Ex-KZ-Sekretärin aus Stutthof bricht Schweigen: “Es tut mir leid”

In Schleswig-Holstein steht ein ehemaliger KZ-Sekretär vor Gericht. Ihr Verteidiger fordert einen Freispruch. Jetzt brach sie zum ersten Mal ihr Schweigen.

Am vorletzten Tag des Prozesses gegen die ehemalige Sekretärin im KZ Stutthof brach die Angeklagte überraschend ihr Schweigen. „Es tut mir leid, was alles passiert ist“, sagte Irmgard F. am Dienstag in ihrer Schlusserklärung vor dem Amtsgericht Itzehoe. Der 97-Jährige fügte hinzu: „Ich bereue es, damals in Stutthof gewesen zu sein. Das ist alles, was ich sagen kann.“

Ihr Verteidiger Wolf Molkentin hatte zuvor einen Freispruch beantragt. Die Beweise in dem Prozess, der mehr als 14 Monate gedauert hat, haben wenig konkrete Informationen geliefert. „Unüberwindbare Zweifel bleiben“, sagte Molkentin. Der Angeklagte ist daher freizusprechen.
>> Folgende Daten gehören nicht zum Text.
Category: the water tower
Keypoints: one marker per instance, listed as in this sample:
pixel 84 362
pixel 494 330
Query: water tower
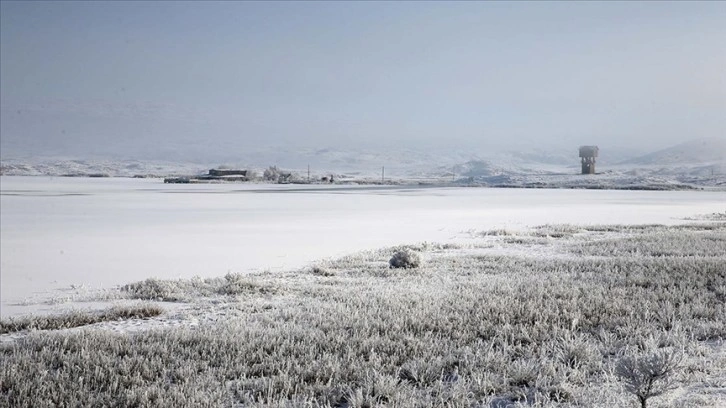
pixel 587 158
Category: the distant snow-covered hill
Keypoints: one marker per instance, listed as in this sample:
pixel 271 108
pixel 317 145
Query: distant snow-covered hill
pixel 700 151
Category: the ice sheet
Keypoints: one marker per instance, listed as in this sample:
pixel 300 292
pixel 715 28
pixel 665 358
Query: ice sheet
pixel 58 233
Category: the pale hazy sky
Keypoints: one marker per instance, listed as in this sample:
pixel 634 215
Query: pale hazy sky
pixel 100 76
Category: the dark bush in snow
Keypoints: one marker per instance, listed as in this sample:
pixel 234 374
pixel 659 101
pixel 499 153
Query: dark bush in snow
pixel 405 258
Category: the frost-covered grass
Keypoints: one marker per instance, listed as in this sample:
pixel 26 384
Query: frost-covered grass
pixel 465 328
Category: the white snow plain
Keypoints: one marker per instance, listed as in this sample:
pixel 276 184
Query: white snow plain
pixel 59 234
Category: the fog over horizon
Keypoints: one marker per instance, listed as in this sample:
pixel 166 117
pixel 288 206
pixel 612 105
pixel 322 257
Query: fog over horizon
pixel 205 80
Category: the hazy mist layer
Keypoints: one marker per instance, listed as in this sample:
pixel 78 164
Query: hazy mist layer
pixel 185 81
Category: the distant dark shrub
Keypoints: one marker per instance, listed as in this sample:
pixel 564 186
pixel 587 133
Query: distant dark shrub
pixel 321 271
pixel 152 289
pixel 648 375
pixel 405 258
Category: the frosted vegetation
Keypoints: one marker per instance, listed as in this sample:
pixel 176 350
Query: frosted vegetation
pixel 557 316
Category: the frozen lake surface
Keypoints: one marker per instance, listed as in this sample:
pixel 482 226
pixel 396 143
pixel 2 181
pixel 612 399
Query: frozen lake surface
pixel 58 233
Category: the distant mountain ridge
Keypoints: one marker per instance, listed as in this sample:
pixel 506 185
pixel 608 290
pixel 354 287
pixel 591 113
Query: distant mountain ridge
pixel 699 151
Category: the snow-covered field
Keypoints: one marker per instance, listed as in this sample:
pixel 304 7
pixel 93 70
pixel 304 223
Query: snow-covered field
pixel 62 235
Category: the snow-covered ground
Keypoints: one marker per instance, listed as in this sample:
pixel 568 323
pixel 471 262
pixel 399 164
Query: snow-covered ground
pixel 61 235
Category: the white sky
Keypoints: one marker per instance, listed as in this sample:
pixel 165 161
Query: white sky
pixel 159 78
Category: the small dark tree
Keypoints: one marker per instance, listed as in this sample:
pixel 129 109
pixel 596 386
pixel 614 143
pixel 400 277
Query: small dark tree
pixel 648 375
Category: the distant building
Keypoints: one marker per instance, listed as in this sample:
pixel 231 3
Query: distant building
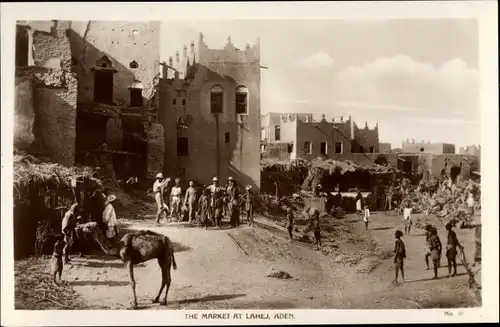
pixel 210 111
pixel 309 139
pixel 427 147
pixel 471 149
pixel 384 147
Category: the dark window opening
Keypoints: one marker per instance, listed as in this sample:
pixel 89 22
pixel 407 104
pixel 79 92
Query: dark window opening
pixel 277 133
pixel 323 148
pixel 22 47
pixel 135 97
pixel 307 147
pixel 241 103
pixel 216 101
pixel 103 87
pixel 134 65
pixel 339 147
pixel 182 147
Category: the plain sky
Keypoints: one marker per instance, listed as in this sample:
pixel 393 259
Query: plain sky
pixel 418 79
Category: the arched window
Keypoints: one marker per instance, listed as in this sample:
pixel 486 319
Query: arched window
pixel 216 99
pixel 136 94
pixel 241 100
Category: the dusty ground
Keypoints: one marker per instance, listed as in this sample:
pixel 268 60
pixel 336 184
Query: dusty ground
pixel 215 273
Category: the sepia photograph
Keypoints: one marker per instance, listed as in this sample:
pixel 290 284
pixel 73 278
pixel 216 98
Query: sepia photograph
pixel 210 166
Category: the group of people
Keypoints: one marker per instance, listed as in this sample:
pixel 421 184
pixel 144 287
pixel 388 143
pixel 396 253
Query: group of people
pixel 206 206
pixel 96 206
pixel 433 250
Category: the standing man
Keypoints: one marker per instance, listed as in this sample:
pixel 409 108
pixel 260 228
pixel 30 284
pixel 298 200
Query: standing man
pixel 436 250
pixel 233 205
pixel 158 189
pixel 249 204
pixel 451 250
pixel 190 201
pixel 216 202
pixel 68 229
pixel 175 195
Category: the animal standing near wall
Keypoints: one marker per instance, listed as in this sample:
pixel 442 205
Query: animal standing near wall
pixel 134 248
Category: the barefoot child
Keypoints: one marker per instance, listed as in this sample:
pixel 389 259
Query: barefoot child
pixel 289 217
pixel 400 255
pixel 57 264
pixel 315 226
pixel 366 218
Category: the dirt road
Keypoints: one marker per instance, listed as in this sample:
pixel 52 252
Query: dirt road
pixel 214 272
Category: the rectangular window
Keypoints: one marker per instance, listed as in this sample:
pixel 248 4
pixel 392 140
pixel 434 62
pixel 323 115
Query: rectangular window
pixel 182 147
pixel 135 97
pixel 241 103
pixel 323 148
pixel 103 86
pixel 216 101
pixel 277 133
pixel 307 147
pixel 339 147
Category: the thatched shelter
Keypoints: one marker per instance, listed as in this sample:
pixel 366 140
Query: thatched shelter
pixel 42 193
pixel 283 177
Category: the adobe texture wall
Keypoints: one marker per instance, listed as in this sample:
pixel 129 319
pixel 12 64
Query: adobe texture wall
pixel 155 148
pixel 54 92
pixel 122 42
pixel 366 139
pixel 24 114
pixel 210 153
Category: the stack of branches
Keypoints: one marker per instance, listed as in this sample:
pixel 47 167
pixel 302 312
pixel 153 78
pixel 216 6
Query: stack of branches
pixel 283 177
pixel 42 192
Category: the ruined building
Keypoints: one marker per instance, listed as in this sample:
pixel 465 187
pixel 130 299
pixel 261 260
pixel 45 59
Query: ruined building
pixel 308 139
pixel 87 86
pixel 427 147
pixel 210 111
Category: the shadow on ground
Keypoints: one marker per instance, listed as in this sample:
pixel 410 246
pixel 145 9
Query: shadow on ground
pixel 98 283
pixel 210 298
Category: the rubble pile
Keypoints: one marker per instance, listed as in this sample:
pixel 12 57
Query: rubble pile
pixel 449 204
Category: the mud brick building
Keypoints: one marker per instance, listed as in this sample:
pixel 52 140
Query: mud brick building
pixel 309 139
pixel 427 147
pixel 210 110
pixel 82 84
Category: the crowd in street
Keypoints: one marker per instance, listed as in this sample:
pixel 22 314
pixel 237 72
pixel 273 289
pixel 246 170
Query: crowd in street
pixel 202 205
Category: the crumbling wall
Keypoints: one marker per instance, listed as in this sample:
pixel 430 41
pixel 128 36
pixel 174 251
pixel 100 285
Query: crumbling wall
pixel 24 114
pixel 155 148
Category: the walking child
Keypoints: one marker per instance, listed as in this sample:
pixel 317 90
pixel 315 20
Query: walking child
pixel 436 250
pixel 289 217
pixel 399 256
pixel 407 217
pixel 249 204
pixel 315 226
pixel 451 250
pixel 57 263
pixel 366 218
pixel 204 209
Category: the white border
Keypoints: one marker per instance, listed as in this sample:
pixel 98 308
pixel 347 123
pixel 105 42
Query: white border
pixel 485 11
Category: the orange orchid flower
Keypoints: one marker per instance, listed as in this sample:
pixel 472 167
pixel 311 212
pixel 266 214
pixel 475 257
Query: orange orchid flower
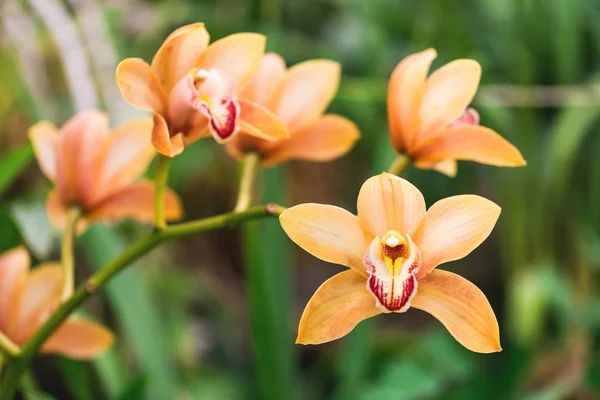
pixel 299 96
pixel 430 120
pixel 95 169
pixel 392 249
pixel 28 298
pixel 192 87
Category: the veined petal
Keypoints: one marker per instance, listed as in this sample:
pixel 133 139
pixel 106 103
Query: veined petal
pixel 405 91
pixel 260 122
pixel 387 202
pixel 266 83
pixel 330 137
pixel 329 233
pixel 453 228
pixel 44 138
pixel 179 53
pixel 136 201
pixel 139 86
pixel 128 153
pixel 469 142
pixel 448 92
pixel 462 308
pixel 161 139
pixel 307 90
pixel 335 309
pixel 79 339
pixel 40 296
pixel 238 56
pixel 14 265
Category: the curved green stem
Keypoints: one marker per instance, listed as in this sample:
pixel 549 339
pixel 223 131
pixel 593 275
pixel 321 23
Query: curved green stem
pixel 399 165
pixel 249 166
pixel 66 250
pixel 21 361
pixel 162 175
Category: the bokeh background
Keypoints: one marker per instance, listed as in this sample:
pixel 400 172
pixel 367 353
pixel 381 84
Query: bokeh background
pixel 215 316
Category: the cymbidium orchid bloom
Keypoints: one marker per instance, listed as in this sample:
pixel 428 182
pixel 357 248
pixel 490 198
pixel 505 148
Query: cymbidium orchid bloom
pixel 192 88
pixel 431 122
pixel 392 249
pixel 95 169
pixel 28 298
pixel 299 96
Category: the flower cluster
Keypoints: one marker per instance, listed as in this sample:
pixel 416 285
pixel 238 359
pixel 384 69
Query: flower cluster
pixel 253 104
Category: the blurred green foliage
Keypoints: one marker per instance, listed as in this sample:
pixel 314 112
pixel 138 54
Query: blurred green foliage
pixel 213 317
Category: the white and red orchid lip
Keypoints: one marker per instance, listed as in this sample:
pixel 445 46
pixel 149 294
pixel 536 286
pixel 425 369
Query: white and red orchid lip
pixel 392 264
pixel 217 100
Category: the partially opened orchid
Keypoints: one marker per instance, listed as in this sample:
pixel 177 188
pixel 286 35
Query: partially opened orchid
pixel 299 96
pixel 95 169
pixel 431 122
pixel 392 249
pixel 29 297
pixel 192 88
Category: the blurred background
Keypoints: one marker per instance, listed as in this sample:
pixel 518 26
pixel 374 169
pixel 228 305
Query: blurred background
pixel 215 316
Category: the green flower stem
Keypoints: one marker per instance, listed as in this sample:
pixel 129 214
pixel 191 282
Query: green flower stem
pixel 21 361
pixel 66 249
pixel 249 166
pixel 399 165
pixel 162 175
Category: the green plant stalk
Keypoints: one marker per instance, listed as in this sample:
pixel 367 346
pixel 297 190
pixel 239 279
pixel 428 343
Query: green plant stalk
pixel 21 361
pixel 399 165
pixel 162 175
pixel 66 250
pixel 249 166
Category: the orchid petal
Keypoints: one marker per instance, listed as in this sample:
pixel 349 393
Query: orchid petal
pixel 329 233
pixel 453 228
pixel 462 308
pixel 336 308
pixel 387 202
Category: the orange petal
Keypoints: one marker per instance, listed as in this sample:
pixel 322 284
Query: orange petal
pixel 162 141
pixel 387 202
pixel 329 233
pixel 79 339
pixel 128 153
pixel 330 137
pixel 80 156
pixel 136 201
pixel 266 83
pixel 14 265
pixel 469 142
pixel 448 92
pixel 40 296
pixel 452 228
pixel 179 53
pixel 405 91
pixel 139 86
pixel 256 120
pixel 462 308
pixel 238 56
pixel 336 308
pixel 44 138
pixel 307 90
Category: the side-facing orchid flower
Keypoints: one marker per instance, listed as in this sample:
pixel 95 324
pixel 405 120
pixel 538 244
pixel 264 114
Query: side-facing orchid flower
pixel 95 169
pixel 192 87
pixel 299 96
pixel 392 249
pixel 429 118
pixel 28 298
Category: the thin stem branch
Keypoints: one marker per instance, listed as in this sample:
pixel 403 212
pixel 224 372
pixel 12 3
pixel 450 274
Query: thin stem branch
pixel 249 166
pixel 66 249
pixel 399 165
pixel 162 175
pixel 21 361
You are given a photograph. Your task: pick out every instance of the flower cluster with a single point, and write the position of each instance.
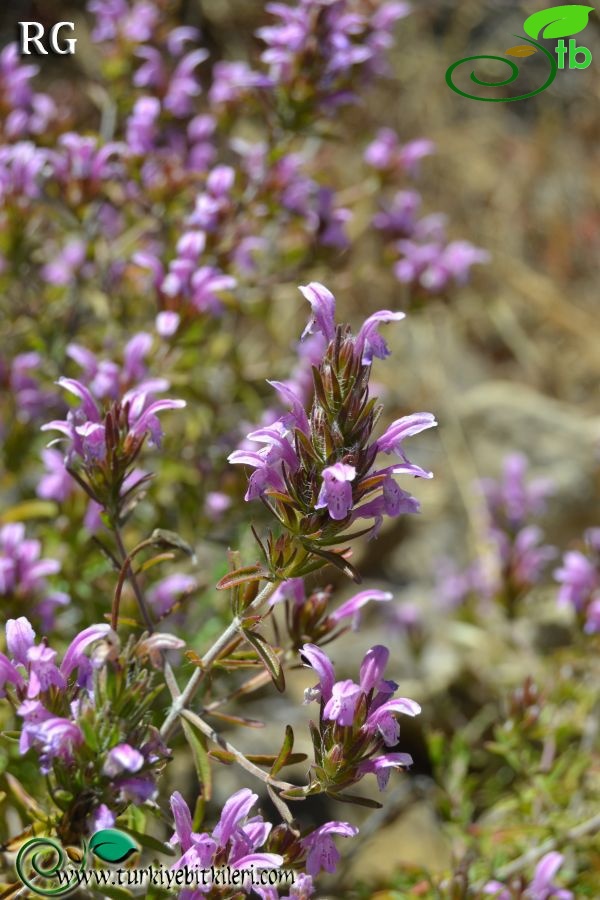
(316, 466)
(310, 619)
(356, 722)
(246, 843)
(24, 112)
(521, 553)
(317, 47)
(426, 260)
(541, 887)
(86, 719)
(579, 579)
(23, 576)
(106, 432)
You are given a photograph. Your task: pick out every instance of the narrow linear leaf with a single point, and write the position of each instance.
(353, 798)
(155, 560)
(222, 756)
(235, 720)
(241, 576)
(197, 743)
(557, 21)
(521, 50)
(29, 509)
(163, 538)
(112, 845)
(146, 840)
(284, 753)
(268, 656)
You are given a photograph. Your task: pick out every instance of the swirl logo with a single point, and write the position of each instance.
(42, 860)
(555, 22)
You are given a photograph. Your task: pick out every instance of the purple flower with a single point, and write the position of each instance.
(102, 818)
(373, 667)
(167, 323)
(398, 220)
(66, 265)
(322, 852)
(23, 574)
(233, 80)
(340, 700)
(322, 302)
(369, 342)
(163, 595)
(122, 758)
(383, 765)
(75, 656)
(56, 484)
(341, 706)
(20, 637)
(9, 673)
(321, 663)
(142, 125)
(235, 837)
(541, 887)
(434, 266)
(53, 737)
(354, 605)
(512, 498)
(336, 490)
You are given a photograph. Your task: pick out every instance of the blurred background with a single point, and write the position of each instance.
(508, 363)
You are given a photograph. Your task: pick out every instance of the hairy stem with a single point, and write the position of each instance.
(218, 739)
(187, 694)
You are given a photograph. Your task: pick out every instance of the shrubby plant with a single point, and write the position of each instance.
(153, 215)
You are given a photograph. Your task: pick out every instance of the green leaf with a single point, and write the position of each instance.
(354, 799)
(284, 753)
(29, 509)
(558, 21)
(197, 743)
(146, 840)
(162, 538)
(268, 656)
(113, 846)
(241, 576)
Die Staatsanwaltschaft beantragt die Feststellung von Jugendarrest

Die Staatsanwaltschaft beantragte für den Jugendlichen eine zweijährige Bewährungsstrafe. Die Staatsanwaltschaft ist überzeugt, dass sich der damals 18- bis 19-jährige Angeklagte an mehr als 10.000 heimtückischen und grausamen Morden beteiligt hatte. Irmgard F. soll von Juni 1943 bis April 1945 als Beamtin im KZ-Kommando bei Danzig gearbeitet haben. Der Jugendrat will sein Urteil am 20. Dezember verkünden.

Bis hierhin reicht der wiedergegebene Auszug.